I recently was starting a new NER annotation project on org named entities, and I realised that the default English tokenizer fails rather frequently on my corpus. As a result, some nuances that are important become impossible to capture. There are too many cases for me to enumerate, so I started thinking about the following possibilities:
Using Prodigy to annotate spans in order to then train a tokenizer to replace the default tokenizer when annotating/training the NER model;
Using a teach recipe somehow with the existing tokenizer in order to 'fix' the bad tokenizations.
As far as I can tell, it's not possible to run Prodigy without specifying some kind of tokenizer, so I wasn't sure whether this could be hacked by, say, providing a custom tokenizer with character-level tokenization, or some other approach.
What would be the recommended approach in this situation?
By default, Prodigy will use the tokenizer of whichever spaCy model you load in. But you can also load in your own spaCy model package with a custom tokenizer, or start with pre-tokenized data with a "tokens" property. See here for an example of the data format.
So if you have a tokenizer that works well for your specific data, that'd be the easiest solution. If you don't have a tokenizer that works well, you could try and customize spaCy's tokenization rules or add custom merging/splitting logic for very specific cases that can't be expressed with rules. (You could also use Prodigy to collect the special cases that are currently not tokenized the way you want them to be tokenized – for instance, using the ner.manual recipe and maybe some custom CSS that adds a border around each token container. You can then highlight all tokens with the wrong tokenization, export the data and compile a list of special cases to focus on.)

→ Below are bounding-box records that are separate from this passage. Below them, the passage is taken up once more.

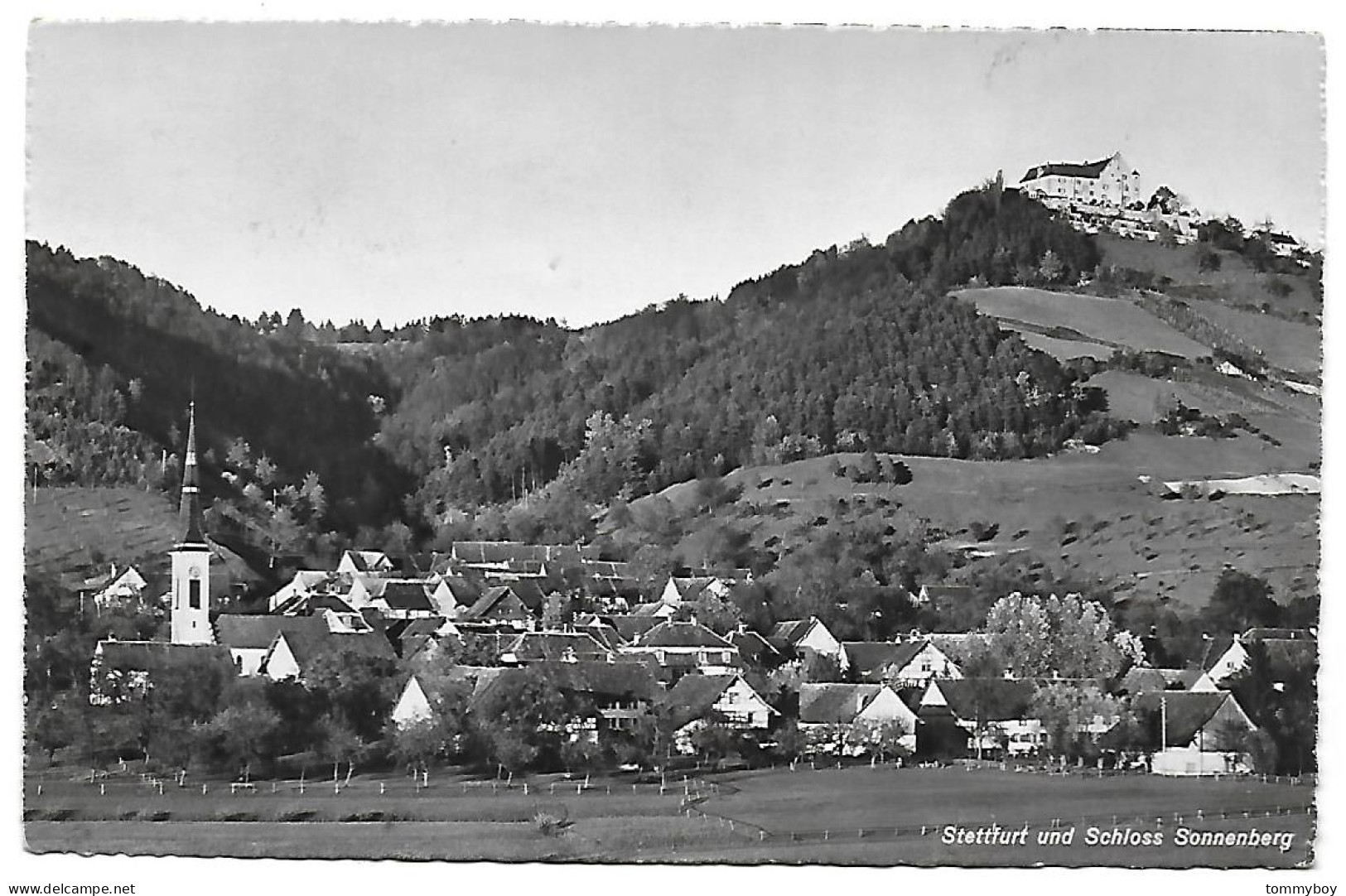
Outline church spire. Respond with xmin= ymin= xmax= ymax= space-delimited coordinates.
xmin=178 ymin=401 xmax=206 ymax=545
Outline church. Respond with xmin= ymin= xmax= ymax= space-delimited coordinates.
xmin=89 ymin=402 xmax=234 ymax=705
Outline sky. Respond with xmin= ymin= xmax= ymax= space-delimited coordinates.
xmin=26 ymin=22 xmax=1324 ymax=325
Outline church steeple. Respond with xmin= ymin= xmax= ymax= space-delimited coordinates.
xmin=168 ymin=401 xmax=215 ymax=644
xmin=178 ymin=401 xmax=206 ymax=545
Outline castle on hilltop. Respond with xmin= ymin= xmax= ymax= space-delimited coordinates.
xmin=1018 ymin=152 xmax=1201 ymax=243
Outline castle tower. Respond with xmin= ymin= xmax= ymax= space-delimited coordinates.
xmin=168 ymin=401 xmax=214 ymax=644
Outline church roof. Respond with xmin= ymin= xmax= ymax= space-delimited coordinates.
xmin=1020 ymin=156 xmax=1115 ymax=183
xmin=178 ymin=401 xmax=206 ymax=545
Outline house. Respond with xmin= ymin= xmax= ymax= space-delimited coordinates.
xmin=1199 ymin=629 xmax=1318 ymax=687
xmin=767 ymin=616 xmax=849 ymax=672
xmin=258 ymin=629 xmax=397 ymax=682
xmin=350 ymin=577 xmax=441 ymax=619
xmin=1116 ymin=666 xmax=1217 ymax=694
xmin=917 ymin=678 xmax=1042 ymax=758
xmin=267 ymin=569 xmax=342 ymax=612
xmin=659 ymin=576 xmax=731 ymax=607
xmin=471 ymin=662 xmax=659 ymax=741
xmin=459 ymin=581 xmax=547 ymax=629
xmin=620 ymin=622 xmax=741 ymax=681
xmin=1019 ymin=153 xmax=1144 ymax=210
xmin=842 ymin=638 xmax=962 ymax=687
xmin=89 ymin=639 xmax=235 ymax=706
xmin=93 ymin=564 xmax=146 ymax=609
xmin=601 ymin=614 xmax=663 ymax=644
xmin=215 ymin=614 xmax=330 ymax=676
xmin=336 ymin=550 xmax=397 ymax=576
xmin=799 ymin=683 xmax=918 ymax=752
xmin=728 ymin=624 xmax=784 ymax=668
xmin=661 ymin=672 xmax=779 ymax=754
xmin=501 ymin=631 xmax=614 ymax=666
xmin=392 ymin=666 xmax=504 ymax=728
xmin=1131 ymin=690 xmax=1257 ymax=775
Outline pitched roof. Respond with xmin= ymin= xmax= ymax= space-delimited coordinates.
xmin=799 ymin=683 xmax=887 ymax=725
xmin=504 ymin=631 xmax=611 ymax=662
xmin=1117 ymin=666 xmax=1204 ymax=694
xmin=605 ymin=614 xmax=659 ymax=643
xmin=215 ymin=614 xmax=327 ymax=650
xmin=933 ymin=678 xmax=1034 ymax=721
xmin=95 ymin=640 xmax=234 ymax=672
xmin=769 ymin=616 xmax=823 ymax=648
xmin=1019 ymin=156 xmax=1115 ymax=183
xmin=842 ymin=639 xmax=930 ymax=679
xmin=635 ymin=620 xmax=732 ymax=648
xmin=472 ymin=661 xmax=659 ymax=706
xmin=379 ymin=580 xmax=435 ymax=611
xmin=1131 ymin=690 xmax=1233 ymax=745
xmin=276 ymin=631 xmax=396 ymax=672
xmin=659 ymin=676 xmax=739 ymax=730
xmin=728 ymin=629 xmax=781 ymax=662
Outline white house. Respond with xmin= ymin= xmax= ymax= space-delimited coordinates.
xmin=1019 ymin=153 xmax=1144 ymax=209
xmin=336 ymin=550 xmax=393 ymax=575
xmin=767 ymin=616 xmax=851 ymax=672
xmin=799 ymin=683 xmax=917 ymax=751
xmin=93 ymin=565 xmax=146 ymax=608
xmin=842 ymin=638 xmax=962 ymax=687
xmin=663 ymin=672 xmax=778 ymax=754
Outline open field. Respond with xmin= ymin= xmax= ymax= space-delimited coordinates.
xmin=1096 ymin=233 xmax=1322 ymax=317
xmin=1189 ymin=300 xmax=1323 ymax=377
xmin=633 ymin=425 xmax=1319 ymax=607
xmin=26 ymin=765 xmax=1314 ymax=866
xmin=954 ymin=287 xmax=1210 ymax=358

If you want to actually train a tokenizer, you could use an existing neural tokenizer implementation, train that and then use it to pre-tokenize your data before annotation. However, this will obviously be significantly slower at runtime.
Thanks for the reply. So, to be more specific, there is no way to 'teach' the spacy default english tokenizer by using prodigy to fix tokenizations or reject incorrect tokenizations?
For my data, the spacy default english tokenizer is wrong maybe 20% of the time, so I don't want to spend time collecting hundreds or thousands of cases for rules. It would have been really convenient to be able to use the english tokenizer as a baseline model, and update it through prodigy directly. After all, the tokenizer can play a big role in the final results of these types of pipelines, so it might be nice to allow the tokenizer to be customised/improved much like the NER models...
I would like to avoid having to go back to BRAT just to do the tokenization annotations.
Well, spaCy's tokenizer isn't "teachable" in that sense, because it's rule-based, not statistical. That's what makes it so fast and relatively easy to adjust for custom use cases, which is indeed very important.
The "rules" in this case aren't just lists of special cases and how to tokenize them – they describe how to split prefixes, suffixes and infixes and a few exceptions. You can read more about how that works here. You can easily add and remove prefix/infix/suffix rules or add special cases, but it wouldn't make sense to do this during annotation, because you want to evaluate changes on all of your data to make sure there are no unintended side-effects. So you typically want to collect the cases it currently fails on and work out how to best adjust the tokenization rules for the best accuracy tradeoff.
(For instance, there might be special characters you never want to split on and removing them from the infixes could give you a 10% increase in accuracy on those cases with a -1% regression on some other special cases, which is a good tradeoff overall. And then there might be cases you want to hard-code, because theres no consistent general-purpose policy for them.)